Laporta ogłasza ws. Szczęsnego. To nie brzmi dobrze

3 godzin temu
- Pracujemy nad tym, aby wszyscy zawodnicy zostali zarejestrowani - oświadczył Joan Laporta, który zdaje się nie martwić zbliżającym się meczem z Mallorcą. FC Barcelona wciąż nie zarejestrowała swoich nowych nabytków oraz m.in. Wojciecha Szczęsnego. Trwa walka z czasem, bo inauguracja LaLigi odbędzie się już 16 sierpnia.
FC Barcelona co okienko transferowe mierzy się z problemami, które utrudniają rejestrację zawodników. W ubiegłym roku problemy były z Danim Olmo, a teraz klub wciąż szuka sposobu, by zarejestrować nowe nabytki - Joana Garcię, Marcusa Rashforda i Roony'ego Bardghji'ego oraz piłkarzy, którzy przedłużyli kontrakt - Wojciecha Szczęsnego i Gerarda Martina.

REKLAMA







Zobacz wideo Czy Szczęsny powinien publicznie palić? Żelazny: Trochę przegina, mógłby się wstrzymać



Laporta wprost o rejestracji Szczęsnego i Garcii. "Pracujemy nad tym"
Już niedługo, bo 16 sierpnia Blaugrana rozegra pierwszy mecz sezonu z Mallorcą. Aktualnie klub ma tylko jednego zarejestrowanego bramkarza, którym jest... Inaki Pena - ter Stegen leczy kontuzję, a Szczęsny i Garcia wciąż nie są uprawnieni do gry. Czy klub zdąży przed pierwszą kolejką? Głos w tej sprawie zabrał prezydent FC Barcelony - Joan Laporta.

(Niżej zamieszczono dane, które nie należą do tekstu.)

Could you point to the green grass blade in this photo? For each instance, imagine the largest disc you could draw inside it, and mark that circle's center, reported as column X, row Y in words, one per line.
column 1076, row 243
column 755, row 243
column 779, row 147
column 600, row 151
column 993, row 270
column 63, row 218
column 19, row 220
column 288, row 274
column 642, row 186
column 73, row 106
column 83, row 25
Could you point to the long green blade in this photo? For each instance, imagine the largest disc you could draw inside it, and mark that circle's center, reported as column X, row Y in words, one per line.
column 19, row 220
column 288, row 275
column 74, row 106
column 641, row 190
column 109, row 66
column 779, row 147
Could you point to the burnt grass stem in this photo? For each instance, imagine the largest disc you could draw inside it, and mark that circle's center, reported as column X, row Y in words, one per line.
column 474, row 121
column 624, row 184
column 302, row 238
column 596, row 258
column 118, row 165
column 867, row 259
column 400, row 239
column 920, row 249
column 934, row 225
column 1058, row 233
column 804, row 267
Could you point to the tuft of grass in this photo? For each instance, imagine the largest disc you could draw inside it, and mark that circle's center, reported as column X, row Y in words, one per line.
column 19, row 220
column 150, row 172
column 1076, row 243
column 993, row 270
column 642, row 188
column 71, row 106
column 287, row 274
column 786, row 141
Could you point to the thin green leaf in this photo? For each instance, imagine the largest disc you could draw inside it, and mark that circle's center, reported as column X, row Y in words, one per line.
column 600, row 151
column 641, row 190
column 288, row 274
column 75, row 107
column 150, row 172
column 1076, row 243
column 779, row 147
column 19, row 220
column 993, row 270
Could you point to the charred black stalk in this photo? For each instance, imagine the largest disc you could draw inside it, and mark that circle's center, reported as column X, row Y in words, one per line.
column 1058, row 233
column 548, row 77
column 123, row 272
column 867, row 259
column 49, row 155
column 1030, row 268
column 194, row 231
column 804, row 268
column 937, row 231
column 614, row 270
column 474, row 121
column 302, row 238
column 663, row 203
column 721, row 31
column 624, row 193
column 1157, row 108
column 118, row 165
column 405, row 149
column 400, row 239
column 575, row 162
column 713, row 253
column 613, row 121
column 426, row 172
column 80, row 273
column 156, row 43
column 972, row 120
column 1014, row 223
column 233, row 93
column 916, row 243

- Pracujemy nad tym, aby wszyscy zawodnicy zostali zarejestrowani. Dzięki raportowi Marca sądzę, iż będziemy mogli zarejestrować Joana, a w przypadku pozostałych zawodników pracujemy nad tym i mam nadzieję, iż wiadomości będą dobre. A jeżeli nie uda się to przed rozpoczęciem ligi, przez cały czas mamy czas (do 31 sierpnia - przyp. red.) - oznajmił, cytowany przez "AS".
Zobacz też: Tak Lewandowski potraktował Yamala. Wszyscy widzieli ten gest
Prezydent reaguje na sytuacje z ter Stegenem i Martinezem
Szef Dumy Katalonii zabrał również głos nt. głośnego konfliktu między Niemcem a klubem. - Jak powiedział Marc, patrzmy w przyszłość. Ter Stegen był znakomity. To, co było, zostało naprawione i uważam, iż jego słowa w przemówieniu były szczere. Nasi kibice potrzebowali kapitana, który będzie przewodził drużynie, a on jest nie tylko doskonałym piłkarzem, ale także wspaniałym człowiekiem. Szczególnie cieszę się, iż ponownie został kapitanem - zaznaczył.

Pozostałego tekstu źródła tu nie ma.